CLIFFORD, J., with whom RUDMAN, J., joins, dissenting. [¶11] I respectfully dissent. The divorce judgment contains language that specifically and unequivocally limits Ann Staples' share of Mylon Staples' pension benefits to fifty percent of what accrued to Mylon during the years of their marriage. The only evidence considered by the trial court in reaching its conclusion that Ann was to share in Mylon's entire pension was the settlement agreement and the divorce judgment. In my view, no language in either document sufficiently contradicts the provision in the divorce judgment limiting Ann to fifty percent of "benefits accrued . . . during the marriage" to create an ambiguity. [¶12] Title 19-A M.R.S.A. section 953 vests the court with the power to divide marital property, which is defined as "all property acquired by either spouse subsequent to the marriage . . . and prior to a decree of legal separation." 19-A M.R.S.A. § 953 (1998 & Supp. 2000). A provision allowing a spouse to share in the pension benefits of the other spouse that do not accrue until after the marriage has ended amounts to a distribution of the other spouse's nonmarital property. Such a provision is most unusual.
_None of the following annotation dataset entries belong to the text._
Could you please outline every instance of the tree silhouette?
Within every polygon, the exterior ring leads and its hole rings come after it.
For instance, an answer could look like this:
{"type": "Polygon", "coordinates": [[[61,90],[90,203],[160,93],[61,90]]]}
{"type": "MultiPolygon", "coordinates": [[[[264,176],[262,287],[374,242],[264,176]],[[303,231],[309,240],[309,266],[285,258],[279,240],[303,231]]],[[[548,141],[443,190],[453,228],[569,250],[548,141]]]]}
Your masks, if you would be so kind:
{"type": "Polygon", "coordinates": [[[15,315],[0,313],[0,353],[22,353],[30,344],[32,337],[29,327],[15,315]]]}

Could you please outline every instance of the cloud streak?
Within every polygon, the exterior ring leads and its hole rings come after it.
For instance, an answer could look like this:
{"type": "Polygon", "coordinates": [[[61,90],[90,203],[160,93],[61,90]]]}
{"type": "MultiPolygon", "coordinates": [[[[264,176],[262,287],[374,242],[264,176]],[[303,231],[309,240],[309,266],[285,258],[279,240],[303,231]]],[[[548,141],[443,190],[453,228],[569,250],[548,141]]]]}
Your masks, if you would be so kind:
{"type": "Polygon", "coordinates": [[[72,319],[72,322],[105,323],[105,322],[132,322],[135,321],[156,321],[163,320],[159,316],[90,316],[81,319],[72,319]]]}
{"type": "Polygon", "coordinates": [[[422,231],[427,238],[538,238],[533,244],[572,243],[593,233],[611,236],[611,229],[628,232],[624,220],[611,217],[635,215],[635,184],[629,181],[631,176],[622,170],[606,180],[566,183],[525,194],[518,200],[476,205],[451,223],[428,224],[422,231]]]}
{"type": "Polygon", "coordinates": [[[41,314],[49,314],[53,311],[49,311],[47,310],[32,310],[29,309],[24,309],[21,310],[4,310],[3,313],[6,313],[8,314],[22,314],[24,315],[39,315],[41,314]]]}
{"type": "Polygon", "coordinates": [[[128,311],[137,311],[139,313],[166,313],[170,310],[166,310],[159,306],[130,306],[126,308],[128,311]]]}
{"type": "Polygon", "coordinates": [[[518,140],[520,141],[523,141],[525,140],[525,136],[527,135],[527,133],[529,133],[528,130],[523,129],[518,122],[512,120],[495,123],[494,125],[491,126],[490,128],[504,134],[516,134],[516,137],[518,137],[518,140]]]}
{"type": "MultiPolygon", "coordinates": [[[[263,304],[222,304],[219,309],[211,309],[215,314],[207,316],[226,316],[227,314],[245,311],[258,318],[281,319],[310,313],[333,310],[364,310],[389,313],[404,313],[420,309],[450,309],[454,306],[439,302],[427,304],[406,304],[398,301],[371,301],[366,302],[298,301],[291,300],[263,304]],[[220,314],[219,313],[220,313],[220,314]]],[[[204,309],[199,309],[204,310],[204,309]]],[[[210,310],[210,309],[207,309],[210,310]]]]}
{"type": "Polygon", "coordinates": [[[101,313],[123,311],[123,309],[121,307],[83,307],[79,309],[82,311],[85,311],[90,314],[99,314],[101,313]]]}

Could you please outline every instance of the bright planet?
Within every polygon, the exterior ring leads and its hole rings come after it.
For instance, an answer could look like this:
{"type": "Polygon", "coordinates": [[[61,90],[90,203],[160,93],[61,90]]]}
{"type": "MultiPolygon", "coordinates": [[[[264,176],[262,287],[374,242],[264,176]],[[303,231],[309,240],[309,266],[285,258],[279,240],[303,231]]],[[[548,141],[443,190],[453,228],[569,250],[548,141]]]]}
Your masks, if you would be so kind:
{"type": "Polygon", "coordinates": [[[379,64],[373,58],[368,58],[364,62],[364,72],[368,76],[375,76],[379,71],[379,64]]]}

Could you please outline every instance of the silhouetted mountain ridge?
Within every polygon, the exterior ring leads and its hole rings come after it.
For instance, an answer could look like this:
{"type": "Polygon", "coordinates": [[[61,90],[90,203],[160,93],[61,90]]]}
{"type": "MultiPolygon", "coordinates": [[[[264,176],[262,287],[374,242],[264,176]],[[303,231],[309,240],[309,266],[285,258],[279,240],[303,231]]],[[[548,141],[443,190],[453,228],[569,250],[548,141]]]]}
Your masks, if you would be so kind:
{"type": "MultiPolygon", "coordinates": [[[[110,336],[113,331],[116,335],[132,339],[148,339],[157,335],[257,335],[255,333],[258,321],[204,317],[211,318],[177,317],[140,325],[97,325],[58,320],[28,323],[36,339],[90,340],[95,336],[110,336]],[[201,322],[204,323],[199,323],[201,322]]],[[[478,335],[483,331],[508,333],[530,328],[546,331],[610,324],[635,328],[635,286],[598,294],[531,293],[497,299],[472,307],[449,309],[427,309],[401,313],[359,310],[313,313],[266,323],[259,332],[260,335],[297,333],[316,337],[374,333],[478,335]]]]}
If it is the intent of the court and the parties to provide for such an allocation, then the language used in the divorce judgment or settlement agreement to effectuate that intent would have to be much clearer and more specific than the provisions in this divorce judgment and settlement agreement. [¶13] I would vacate the judgment and remand for the entry of a judgment providing that Ann's share of Mylon's pension benefits is limited to fifty percent of those benefits accrued during the marriage.
Attorney for plaintiff: Sophie L. Spurr, Esq. P O Box 334 Blue Hill, ME 04614 Attorney for defendant: Barry K. Mills, Esq. Hale & Hamlin, LLC P O Box 729 Ellsworth, ME 04605
FOOTNOTES******************************** {1} . We do not address Mylon's other issues on appeal which are (1) whether the Superior Court erroneously concluded that he had not demonstrated a clerical error, and (2) whether the Superior Court erred by applying the "clearly erroneous" standard in its review of the District Court's decision. The Superior Court found that Mylon's motion could not be granted because, according to its terms, it was brought pursuant to M.R. Civ. P. 59 and 60(a). The Superior Court ruled that as a Rule 59 motion, it was untimely, and as a Rule 60(a) motion, it failed because there was no clerical error. We do not address these issues because we review the District Court's order directly. Ann did not raise either issue in the District Court, and, thus, she has failed to preserve them. Likewise, we do not address Mylon's argument relating to the Superior Court's standard of review because we review the District Court's order directly.